Efficient Hash Lookups: Adventures with Benchmarks!
Efficient data retrieval is crucial for high performance applications. Whether you're configuring a complex system or handling large datasets, the speed of hash lookups can significantly impact performance. In this post, we'll explore various methods to optimize hash lookups and benchmark their performance.
You can find my benchmarking code available here.
The Challenge
Let's say that you have a hash (aka dictionary aka map aka associative array; something with key/value pairs) representing configuration for your system.
At runtime, let's assume that your application only needs access to a small number of these configuration items to handle a given request.
Let's also say that this hash can get pretty large; some users have very complex configurations.
{ "setting_1": "value 1", "setting_2": "value 2", /* ... */ "setting_10000": "value 10000", }
A common way of storing this configuration is in a
JSON file. JSON is really simple to use for this
type of problem. Just use something like JSON.parse
to parse your file, and do a lookup
for whatever key you want:
config_data = File.read("config.json") config = JSON.parse(config_data) puts config["setting_500"] # => "value 500"

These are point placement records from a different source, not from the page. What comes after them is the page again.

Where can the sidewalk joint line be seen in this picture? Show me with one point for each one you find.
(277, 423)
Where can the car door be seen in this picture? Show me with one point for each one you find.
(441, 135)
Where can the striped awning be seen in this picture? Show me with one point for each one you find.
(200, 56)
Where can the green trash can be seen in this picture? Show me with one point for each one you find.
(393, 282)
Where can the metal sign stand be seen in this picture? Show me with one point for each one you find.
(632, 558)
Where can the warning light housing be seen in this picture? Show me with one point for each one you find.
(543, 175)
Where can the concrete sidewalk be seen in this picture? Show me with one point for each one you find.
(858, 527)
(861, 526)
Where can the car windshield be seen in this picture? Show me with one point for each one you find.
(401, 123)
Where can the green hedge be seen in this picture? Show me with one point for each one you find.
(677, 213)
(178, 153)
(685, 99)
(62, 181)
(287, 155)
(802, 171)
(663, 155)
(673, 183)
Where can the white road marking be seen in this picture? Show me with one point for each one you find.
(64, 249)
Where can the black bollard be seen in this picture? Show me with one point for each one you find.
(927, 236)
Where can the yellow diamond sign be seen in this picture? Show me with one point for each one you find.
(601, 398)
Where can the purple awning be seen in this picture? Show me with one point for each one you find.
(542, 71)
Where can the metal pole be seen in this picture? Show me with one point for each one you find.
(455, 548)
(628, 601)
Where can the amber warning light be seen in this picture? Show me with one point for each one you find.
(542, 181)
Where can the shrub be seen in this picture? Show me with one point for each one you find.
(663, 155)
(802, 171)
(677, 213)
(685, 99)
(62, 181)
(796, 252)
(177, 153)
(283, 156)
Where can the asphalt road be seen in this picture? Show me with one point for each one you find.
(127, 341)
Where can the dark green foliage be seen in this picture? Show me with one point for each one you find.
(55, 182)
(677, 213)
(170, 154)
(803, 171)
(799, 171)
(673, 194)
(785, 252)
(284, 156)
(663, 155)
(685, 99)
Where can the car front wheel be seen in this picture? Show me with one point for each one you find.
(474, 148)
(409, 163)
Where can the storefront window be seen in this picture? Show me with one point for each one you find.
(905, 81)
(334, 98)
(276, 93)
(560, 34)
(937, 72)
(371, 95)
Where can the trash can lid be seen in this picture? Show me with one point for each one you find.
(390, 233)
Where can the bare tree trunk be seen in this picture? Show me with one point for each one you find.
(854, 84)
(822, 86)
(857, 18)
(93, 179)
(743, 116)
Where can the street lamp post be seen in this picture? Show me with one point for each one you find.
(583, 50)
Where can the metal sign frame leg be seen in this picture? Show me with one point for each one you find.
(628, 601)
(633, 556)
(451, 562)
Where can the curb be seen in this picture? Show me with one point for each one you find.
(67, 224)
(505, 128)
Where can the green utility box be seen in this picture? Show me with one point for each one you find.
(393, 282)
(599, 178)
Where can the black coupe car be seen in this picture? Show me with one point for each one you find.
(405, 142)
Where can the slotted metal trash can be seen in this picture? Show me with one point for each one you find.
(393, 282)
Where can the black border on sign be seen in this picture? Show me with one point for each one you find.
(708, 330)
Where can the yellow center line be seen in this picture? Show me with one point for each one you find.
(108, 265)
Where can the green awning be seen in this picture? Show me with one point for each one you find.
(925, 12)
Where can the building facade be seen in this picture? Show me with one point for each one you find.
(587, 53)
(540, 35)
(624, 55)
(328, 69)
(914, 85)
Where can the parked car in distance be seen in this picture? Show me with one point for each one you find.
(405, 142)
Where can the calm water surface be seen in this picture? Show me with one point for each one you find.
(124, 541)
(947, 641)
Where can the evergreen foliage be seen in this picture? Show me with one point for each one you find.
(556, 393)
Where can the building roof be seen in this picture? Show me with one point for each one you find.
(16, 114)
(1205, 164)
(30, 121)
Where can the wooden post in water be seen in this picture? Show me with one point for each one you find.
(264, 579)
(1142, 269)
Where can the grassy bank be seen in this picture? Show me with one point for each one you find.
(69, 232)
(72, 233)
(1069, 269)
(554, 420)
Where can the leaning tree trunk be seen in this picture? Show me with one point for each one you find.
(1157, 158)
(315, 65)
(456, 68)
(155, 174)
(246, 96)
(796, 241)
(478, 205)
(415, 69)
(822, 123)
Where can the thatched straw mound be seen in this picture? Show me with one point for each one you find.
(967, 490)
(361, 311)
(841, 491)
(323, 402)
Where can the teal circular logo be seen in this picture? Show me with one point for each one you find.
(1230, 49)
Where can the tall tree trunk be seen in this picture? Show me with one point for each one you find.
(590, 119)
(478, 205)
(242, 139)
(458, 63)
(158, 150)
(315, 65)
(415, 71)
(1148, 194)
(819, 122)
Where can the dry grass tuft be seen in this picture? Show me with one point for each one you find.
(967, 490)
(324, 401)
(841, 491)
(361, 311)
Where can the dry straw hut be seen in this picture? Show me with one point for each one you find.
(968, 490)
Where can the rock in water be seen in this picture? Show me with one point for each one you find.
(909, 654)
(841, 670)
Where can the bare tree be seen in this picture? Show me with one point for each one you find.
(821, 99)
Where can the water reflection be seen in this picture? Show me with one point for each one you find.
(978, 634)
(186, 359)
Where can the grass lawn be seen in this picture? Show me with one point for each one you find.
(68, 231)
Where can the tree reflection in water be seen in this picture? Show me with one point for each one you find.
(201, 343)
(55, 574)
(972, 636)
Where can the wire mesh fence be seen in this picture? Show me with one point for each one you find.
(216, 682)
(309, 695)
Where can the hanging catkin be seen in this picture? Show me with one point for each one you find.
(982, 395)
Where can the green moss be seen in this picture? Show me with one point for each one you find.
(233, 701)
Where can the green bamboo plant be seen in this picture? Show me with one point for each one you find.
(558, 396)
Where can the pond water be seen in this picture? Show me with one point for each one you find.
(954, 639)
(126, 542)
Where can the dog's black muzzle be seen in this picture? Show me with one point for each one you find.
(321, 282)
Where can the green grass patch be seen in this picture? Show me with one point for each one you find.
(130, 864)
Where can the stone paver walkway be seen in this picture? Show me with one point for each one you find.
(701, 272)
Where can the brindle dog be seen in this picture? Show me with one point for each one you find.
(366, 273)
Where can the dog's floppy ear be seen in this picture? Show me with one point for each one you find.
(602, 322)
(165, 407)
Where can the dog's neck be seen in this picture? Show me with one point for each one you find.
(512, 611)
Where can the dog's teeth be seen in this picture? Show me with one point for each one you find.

Awesome, what's the problem?
Assuming that we just want to fetch a small number of items from this configuration, there are a few problems here:
- We have to load the entire file into memory
- We then have to parse the entire file to get our hash object. This involves inserting every item in configuration into a new hash object, which is an O(n) operation.
If our configuration is quite large, then the parsing & hash construction time will be far greater than our lookup time.
$ ruby benchmark.rb -f json -s hash Calculating ------------------------------------- load 829.185 (±30.0%) i/s (1.21 ms/i) parse 24.779 (± 8.1%) i/s (40.36 ms/i) get_key 4.242M (± 3.7%) i/s (235.72 ns/i) load/parse/get_key 22.561 (± 8.9%) i/s (44.32 ms/i)
(I've removed some superfluous information from the output snippets here in the interests of clarity; the number I'm paying attention to is the time per iteration represented in the last column.)
Lookups into the hash, once created, are very fast: about 200ns per lookup.
However, for 100,000 entries, just parsing the data and creating the hash takes about 40ms on my system.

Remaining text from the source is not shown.